Once a Money Judgment is obtained, either as a result of a Default Judgment or a Judgment after Trial, the procedures of New York law are then used to locate assets. In New York it is called the Enforcement of a Judgment, and some of the relevant procedures are found in the Civil Practice Law and Rules, known as the CPLR, in Article 52, entitled Enforcement of Money Judgments. We use such methods as the issuance of Restraining Notices to Banks, the issuance of Executions to Sheriffs and Marshals, serving Subpoenas on Banks, Employers, Insurance Companies, and upon either individual Judgment Debtors or the principals of corporate Judgment Debtors. These steps are in addition to any available online investigations we are able to undertake on our client’s behalf, all in an effort to locate assets and attempt to put pressure on the Judgment Debtor to resolve their outstanding debts to our clients.

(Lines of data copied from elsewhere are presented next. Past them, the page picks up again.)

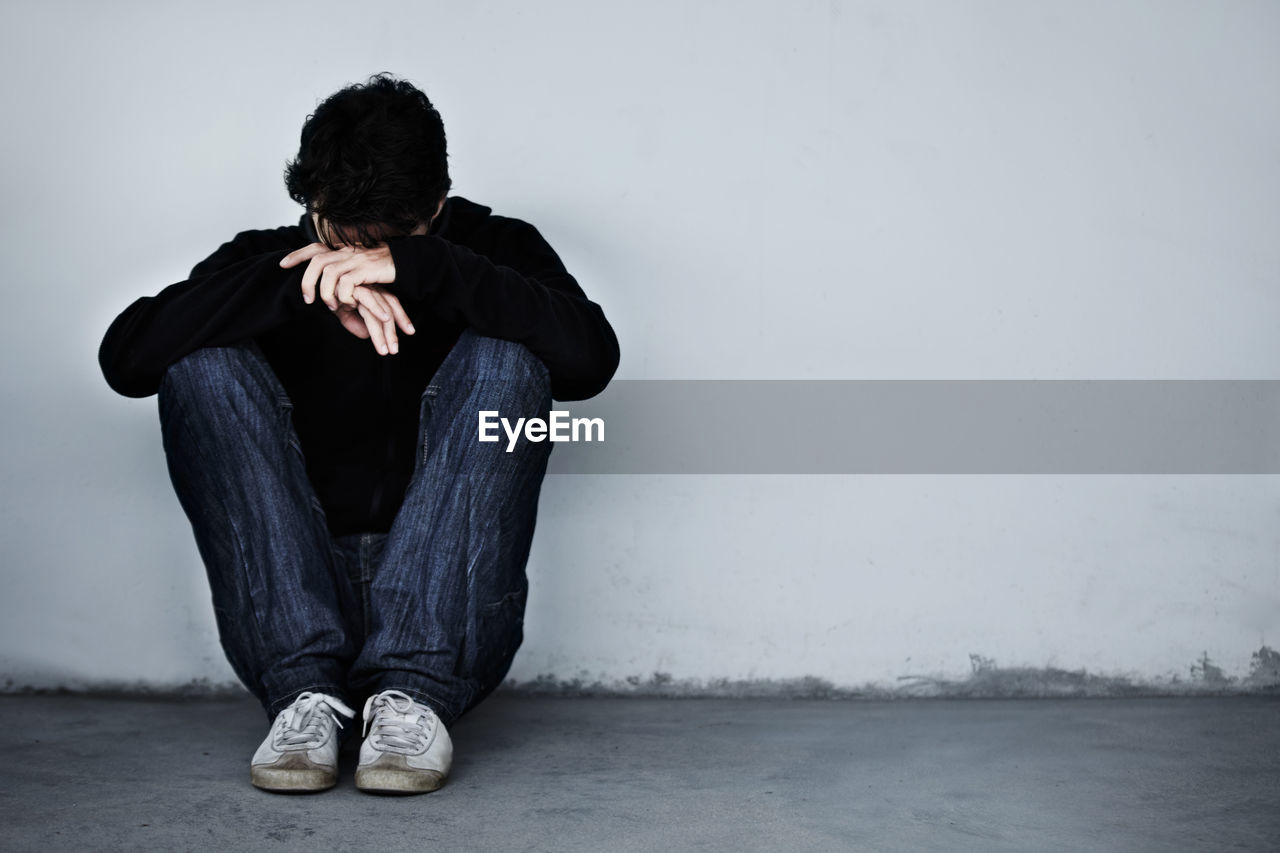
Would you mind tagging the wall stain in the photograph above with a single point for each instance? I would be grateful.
(986, 680)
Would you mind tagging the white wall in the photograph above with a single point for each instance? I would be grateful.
(752, 190)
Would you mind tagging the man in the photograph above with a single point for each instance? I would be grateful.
(319, 388)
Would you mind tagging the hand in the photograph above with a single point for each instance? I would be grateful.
(348, 282)
(339, 272)
(375, 315)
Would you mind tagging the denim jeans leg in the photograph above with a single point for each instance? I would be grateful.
(447, 601)
(280, 598)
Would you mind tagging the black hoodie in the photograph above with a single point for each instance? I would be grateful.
(356, 411)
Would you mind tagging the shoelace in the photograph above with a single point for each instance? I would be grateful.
(309, 721)
(397, 723)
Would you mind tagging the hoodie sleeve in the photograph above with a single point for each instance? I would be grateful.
(519, 291)
(236, 293)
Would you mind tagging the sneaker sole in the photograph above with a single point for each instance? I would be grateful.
(387, 778)
(293, 776)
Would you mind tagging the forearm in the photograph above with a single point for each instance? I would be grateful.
(543, 308)
(216, 308)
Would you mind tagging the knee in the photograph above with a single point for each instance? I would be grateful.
(506, 361)
(211, 375)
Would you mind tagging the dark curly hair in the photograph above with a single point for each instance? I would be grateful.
(373, 162)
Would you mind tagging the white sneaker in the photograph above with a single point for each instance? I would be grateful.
(301, 749)
(407, 749)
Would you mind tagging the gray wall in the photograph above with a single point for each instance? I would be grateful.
(753, 191)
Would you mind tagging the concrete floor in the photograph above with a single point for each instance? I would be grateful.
(560, 774)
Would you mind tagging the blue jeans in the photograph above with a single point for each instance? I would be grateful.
(434, 607)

Sometimes our investigation reveals that the Judgment Debtors, either before or after Judgment was obtained, made improper transfers of assets to attempt to hinder, delay or defraud our clients and other creditors, known in the law as Fraudulent Conveyances. We then recommend and commence Fraudulent Conveyance actions, and in such cases we can often justify suing the principals of Corporate Judgment Debtors, as well as the spouses of individual Judgment Debtors. We find that these steps are often extremely successful in bringing about a resolution and payment of debts owed to our clients. In a recent successful case, we were able to demonstrate that the principals of a Corporate Judgment Debtor that appeared to have gone out of business actually took hundreds of thousands of dollars personally in the six (6) months before the business closed its doors. Payments to insiders of a Corporation are closely scrutinized, and as soon as suit was commenced against the Corporate Judgment Debtor’s principals, their attorney called immediately, claimed that the conveyances were legitimate, and upon being strongly advised by me that in my experience and based upon the evidence presented to the Court, there would be no basis for the Corporate Judgment Debtor’s principals to avoid personal liability, the attorney almost immediately came back with a substantial offer to resolve the matter. Thereafter, payment in full settlement was made in short order.

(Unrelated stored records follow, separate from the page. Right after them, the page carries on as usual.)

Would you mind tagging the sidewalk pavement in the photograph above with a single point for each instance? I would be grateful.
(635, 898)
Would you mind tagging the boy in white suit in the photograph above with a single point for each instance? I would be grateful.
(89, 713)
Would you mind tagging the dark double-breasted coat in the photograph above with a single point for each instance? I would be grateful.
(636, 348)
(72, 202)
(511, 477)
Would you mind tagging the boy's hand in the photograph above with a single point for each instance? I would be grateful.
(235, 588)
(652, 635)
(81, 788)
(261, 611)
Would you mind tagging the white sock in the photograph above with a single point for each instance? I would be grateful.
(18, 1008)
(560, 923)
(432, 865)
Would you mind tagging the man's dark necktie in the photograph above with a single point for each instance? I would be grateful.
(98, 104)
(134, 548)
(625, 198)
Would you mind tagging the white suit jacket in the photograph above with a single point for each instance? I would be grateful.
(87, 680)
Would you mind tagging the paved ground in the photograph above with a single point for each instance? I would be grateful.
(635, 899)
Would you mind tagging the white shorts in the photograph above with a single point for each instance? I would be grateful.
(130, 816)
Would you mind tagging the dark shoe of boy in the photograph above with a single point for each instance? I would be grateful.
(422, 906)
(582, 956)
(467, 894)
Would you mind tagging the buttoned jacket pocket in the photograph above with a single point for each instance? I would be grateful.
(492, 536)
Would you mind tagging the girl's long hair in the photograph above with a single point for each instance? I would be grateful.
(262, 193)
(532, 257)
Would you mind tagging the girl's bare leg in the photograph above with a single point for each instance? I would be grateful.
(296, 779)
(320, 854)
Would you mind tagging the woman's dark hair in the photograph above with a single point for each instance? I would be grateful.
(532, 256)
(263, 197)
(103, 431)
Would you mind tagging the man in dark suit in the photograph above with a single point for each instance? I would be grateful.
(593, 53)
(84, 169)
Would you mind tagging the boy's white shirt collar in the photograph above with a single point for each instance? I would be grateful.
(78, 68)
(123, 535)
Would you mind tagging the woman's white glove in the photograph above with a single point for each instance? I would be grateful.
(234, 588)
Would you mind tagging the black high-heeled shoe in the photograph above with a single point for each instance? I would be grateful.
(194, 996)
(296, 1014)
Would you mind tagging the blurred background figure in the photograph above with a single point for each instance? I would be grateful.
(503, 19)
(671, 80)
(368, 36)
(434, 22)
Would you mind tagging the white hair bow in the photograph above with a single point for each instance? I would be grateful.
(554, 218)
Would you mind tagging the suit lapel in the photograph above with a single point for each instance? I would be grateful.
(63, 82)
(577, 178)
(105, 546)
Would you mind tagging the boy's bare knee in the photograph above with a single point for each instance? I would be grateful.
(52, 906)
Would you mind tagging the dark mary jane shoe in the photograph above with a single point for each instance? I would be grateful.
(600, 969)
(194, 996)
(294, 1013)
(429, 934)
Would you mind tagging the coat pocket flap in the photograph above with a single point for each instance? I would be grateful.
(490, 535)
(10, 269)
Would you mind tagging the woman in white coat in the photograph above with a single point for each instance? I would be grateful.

Sometimes we need to get involved in Bankruptcy Proceedings. When a Debtor files a Bankruptcy Proceeding, and the evidence reveals that Fraudulent conveyances were made, an Adversary Proceeding needs to be commenced in the Bankruptcy Court to either try to block the debtor’s discharge in bankruptcy, or block the discharge of the specific debt owed to our client. Another frequent area of litigation in the Bankruptcy Court where we commence Adversary Proceedings is where a Debtor has kept money that he has no legitimate right to retain. This comes up frequently when we represent a medical provider, and a patient sees that provider on an Out Of Network basis. The medical insurance company then pays the patient, who in normal circumstances just turns that money over to the medical provider. However, some patients have the gall to keep the medical insurance payments for themselves, and ignore the medical provider’s right to those funds. On occasion the patient, now a Debtor, thinks that his relief from his debts is in the Bankruptcy Court. However, upon commencing an Adversary Proceeding on the basis that the Debtor took money that was not his, we have usually been successful in arranging for payment from the Debtor, or in preventing the discharge of our client’s debt in the Bankruptcy Proceeding.